The interests of the private sector are not always aligned with the public interest, particularly when it comes to spending capital on upgrading network infrastructure. The report recommends that governments step in and build a public fiber highway system on which all providers can offer services.

“A National Broadband Network (NBN) should be based upon an open network as this makes it possible to offer the basic infrastructure on a utility basis to content and service providers,” the report concludes.

The governments of Australia, New Zealand, Israel, and others are already moving in that direction, setting up broadband authorities to build fiber infrastructure dismissed as too expensive or unnecessary by commercial providers who answer first to financial markets, shareholders, and private banks.

Under most NBN plans, providers get access to the fiber network at wholesale rates and help recoup its cost.

Australia's National Broadband Network is on the way.

Australia’s National Broadband Network is on the way.

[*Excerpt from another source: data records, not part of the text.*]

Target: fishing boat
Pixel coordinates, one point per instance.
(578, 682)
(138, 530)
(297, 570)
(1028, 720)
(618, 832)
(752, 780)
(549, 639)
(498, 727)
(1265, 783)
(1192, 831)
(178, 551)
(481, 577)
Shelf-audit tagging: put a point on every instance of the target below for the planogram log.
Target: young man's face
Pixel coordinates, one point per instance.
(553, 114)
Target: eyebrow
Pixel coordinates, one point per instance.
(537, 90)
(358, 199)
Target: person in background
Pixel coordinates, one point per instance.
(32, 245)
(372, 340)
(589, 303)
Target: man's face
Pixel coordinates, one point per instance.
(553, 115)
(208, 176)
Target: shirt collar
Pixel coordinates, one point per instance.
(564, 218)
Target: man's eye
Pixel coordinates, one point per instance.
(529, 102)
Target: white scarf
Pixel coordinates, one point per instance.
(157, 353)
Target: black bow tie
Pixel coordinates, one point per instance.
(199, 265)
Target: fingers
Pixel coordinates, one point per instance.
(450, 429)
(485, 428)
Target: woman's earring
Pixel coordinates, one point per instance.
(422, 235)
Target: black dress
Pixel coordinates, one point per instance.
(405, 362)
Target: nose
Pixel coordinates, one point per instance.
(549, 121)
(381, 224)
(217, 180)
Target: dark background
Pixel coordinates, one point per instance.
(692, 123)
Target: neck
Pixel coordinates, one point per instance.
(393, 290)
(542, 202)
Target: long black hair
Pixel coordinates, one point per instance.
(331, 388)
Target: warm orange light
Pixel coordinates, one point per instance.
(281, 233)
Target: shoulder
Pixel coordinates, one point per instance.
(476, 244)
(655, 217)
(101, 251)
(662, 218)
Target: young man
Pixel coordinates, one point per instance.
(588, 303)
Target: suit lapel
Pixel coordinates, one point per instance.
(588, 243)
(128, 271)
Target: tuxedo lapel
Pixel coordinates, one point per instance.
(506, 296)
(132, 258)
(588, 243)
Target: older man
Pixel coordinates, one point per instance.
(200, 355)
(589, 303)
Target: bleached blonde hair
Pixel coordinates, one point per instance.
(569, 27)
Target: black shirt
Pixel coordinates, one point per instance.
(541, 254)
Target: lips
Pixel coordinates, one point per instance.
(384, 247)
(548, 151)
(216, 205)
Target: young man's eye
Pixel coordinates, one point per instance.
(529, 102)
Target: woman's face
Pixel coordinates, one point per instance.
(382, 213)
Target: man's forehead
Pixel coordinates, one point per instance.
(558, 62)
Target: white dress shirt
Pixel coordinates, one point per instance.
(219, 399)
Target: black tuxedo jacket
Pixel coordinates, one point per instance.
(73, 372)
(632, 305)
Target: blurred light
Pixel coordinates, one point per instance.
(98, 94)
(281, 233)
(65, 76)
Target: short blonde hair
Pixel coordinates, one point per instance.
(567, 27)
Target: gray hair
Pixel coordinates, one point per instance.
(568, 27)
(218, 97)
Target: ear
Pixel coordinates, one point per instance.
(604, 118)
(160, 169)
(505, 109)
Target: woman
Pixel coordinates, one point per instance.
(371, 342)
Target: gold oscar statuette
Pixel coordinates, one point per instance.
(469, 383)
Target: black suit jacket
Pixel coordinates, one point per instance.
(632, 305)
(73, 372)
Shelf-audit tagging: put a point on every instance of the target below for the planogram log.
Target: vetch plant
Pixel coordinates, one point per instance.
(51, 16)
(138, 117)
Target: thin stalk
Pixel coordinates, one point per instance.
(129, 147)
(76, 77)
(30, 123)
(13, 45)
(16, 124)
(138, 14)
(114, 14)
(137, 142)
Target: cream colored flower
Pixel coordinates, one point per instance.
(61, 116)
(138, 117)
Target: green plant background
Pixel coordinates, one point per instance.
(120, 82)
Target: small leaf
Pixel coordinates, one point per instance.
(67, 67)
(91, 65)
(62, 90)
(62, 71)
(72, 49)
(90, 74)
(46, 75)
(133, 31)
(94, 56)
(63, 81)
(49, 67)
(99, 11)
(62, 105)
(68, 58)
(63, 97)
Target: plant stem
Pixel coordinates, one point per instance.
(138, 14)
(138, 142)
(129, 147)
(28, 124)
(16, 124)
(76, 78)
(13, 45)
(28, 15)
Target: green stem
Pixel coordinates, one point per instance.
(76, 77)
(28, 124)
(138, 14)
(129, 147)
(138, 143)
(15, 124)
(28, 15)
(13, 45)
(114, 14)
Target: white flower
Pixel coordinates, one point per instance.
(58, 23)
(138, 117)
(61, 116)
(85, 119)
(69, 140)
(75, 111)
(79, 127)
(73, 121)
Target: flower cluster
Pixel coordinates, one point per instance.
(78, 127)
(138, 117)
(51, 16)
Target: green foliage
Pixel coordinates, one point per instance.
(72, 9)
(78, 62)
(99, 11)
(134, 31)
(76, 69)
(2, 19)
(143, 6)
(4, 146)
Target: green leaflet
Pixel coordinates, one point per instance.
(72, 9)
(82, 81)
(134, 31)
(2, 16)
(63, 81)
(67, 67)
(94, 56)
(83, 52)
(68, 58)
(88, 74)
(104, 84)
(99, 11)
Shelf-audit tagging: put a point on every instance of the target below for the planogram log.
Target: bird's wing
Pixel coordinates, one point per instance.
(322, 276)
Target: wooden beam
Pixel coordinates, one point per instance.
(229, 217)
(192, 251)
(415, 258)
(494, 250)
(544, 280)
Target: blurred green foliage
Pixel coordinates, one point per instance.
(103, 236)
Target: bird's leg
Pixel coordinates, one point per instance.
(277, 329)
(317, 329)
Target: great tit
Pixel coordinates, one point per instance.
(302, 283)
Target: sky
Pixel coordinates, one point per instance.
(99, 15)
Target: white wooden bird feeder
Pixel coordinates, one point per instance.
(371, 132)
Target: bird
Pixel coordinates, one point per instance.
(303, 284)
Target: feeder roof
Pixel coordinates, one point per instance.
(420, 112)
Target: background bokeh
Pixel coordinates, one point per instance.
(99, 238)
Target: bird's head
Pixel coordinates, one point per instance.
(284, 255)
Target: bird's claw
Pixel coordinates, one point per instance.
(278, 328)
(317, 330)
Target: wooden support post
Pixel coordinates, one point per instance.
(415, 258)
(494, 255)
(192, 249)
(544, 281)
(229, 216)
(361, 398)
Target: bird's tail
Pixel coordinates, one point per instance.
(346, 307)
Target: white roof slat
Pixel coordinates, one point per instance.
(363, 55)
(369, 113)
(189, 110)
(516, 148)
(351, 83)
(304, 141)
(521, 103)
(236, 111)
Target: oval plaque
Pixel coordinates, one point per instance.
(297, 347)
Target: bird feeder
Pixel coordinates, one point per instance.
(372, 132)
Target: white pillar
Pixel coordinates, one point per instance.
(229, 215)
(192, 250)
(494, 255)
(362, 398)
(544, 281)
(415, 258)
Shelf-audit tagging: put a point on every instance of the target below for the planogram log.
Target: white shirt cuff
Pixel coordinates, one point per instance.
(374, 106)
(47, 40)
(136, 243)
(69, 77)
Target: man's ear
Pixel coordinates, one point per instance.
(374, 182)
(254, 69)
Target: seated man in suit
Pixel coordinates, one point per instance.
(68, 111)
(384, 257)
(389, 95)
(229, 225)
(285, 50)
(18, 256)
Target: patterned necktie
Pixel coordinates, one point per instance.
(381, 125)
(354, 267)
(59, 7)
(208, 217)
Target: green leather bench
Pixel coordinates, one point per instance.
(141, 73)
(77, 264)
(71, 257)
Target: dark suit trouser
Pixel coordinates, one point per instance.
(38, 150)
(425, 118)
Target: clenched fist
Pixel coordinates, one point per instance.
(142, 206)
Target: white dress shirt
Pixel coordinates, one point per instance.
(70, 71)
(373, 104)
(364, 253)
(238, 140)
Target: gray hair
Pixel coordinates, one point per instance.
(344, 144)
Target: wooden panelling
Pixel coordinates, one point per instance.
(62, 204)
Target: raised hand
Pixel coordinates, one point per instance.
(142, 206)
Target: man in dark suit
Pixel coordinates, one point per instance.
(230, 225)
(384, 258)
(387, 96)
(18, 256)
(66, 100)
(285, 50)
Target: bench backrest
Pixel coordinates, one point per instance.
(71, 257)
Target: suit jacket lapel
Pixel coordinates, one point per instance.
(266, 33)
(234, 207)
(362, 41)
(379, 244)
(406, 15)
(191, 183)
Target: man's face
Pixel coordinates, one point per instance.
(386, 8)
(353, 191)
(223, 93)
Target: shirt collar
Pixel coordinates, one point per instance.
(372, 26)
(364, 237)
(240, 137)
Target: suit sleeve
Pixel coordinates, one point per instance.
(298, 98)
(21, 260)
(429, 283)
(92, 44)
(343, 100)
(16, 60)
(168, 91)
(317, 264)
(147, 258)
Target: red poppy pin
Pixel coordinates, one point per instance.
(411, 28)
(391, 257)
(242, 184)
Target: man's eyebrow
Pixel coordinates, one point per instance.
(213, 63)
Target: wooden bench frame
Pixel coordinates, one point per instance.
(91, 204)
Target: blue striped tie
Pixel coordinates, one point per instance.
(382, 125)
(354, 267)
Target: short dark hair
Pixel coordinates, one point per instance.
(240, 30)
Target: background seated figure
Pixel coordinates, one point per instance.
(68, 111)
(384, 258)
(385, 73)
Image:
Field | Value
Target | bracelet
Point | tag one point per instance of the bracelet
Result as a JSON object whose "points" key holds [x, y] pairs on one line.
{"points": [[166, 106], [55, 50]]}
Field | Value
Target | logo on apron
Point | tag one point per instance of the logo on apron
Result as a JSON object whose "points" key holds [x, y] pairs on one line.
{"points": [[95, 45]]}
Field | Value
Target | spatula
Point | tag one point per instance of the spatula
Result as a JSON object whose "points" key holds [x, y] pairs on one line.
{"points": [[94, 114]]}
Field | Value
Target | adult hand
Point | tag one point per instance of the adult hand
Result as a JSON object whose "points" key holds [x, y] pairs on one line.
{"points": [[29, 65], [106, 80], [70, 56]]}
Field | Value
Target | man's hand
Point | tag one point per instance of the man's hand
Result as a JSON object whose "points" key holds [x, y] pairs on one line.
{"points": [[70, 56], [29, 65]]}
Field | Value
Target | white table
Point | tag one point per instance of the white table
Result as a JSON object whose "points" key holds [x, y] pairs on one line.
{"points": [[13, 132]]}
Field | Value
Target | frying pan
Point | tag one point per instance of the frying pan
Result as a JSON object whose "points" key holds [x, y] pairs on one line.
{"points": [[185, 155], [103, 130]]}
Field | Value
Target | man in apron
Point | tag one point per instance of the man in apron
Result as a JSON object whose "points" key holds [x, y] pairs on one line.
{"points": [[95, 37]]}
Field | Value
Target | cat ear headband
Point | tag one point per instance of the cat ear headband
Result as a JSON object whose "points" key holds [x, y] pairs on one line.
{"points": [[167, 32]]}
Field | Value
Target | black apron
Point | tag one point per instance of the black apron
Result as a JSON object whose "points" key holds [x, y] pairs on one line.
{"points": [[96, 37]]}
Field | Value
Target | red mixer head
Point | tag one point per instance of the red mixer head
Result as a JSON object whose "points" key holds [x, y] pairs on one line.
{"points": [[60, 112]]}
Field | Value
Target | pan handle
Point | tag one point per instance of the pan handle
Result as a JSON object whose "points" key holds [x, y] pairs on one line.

Where politicians answer to the whims of the private sector before considering the public good, the report finds:

  • Private cable companies, particularly in North America, will continue to support and incrementally upgrade their HFC networks, but new cable operators are more likely to deploy fiber at the outset, not coaxial copper cable. Network costs, efficiencies, and reliability are all in fiber’s favor. In Europe, cable broadband is regularly losing market share to faster fiber technology. The share of all broadband subscribers held by HFC networks across Europe fell from 26% in 2002 to about 11% by mid-2013;
  • Private telephone companies that do not face robust competition will continue to rely on their existing DSL networks. In cities and larger towns, expect phone companies to eventually upgrade to VDSL fiber-to-the-neighborhood (and its variants) in the largest markets with the most competition. Rural areas will continue to receive less robust DSL service, particularly where no cable competitor provides service;
  • Rural areas may receive fixed wireless or satellite broadband service, but this is not a solution for more populated areas.

Although the global economic downturn stalled many fiber network deployments and suppressed demand, the report finds broadband usage and demand for faster speeds are quickly accelerating. Some other highlights:

  • Asia continues to be the leader in fiber optic deployment;
  • Sufficient customer demand to make the investment in fiber worthwhile is increasingly likely once fiber service becomes widely available in countries like the Netherlands, China, France, Israel, Switzerland, Norway and Sweden;
  • International connectivity in Africa remains a challenge, but fiber bandwidth is expected to more than double by 2014;
  • The Middle East will see rapid growth in fiber broadband once international capacity constraints are eased.

Obtaining a copy of the full BuddeComm report is prohibitively expensive for consumers, priced at $995.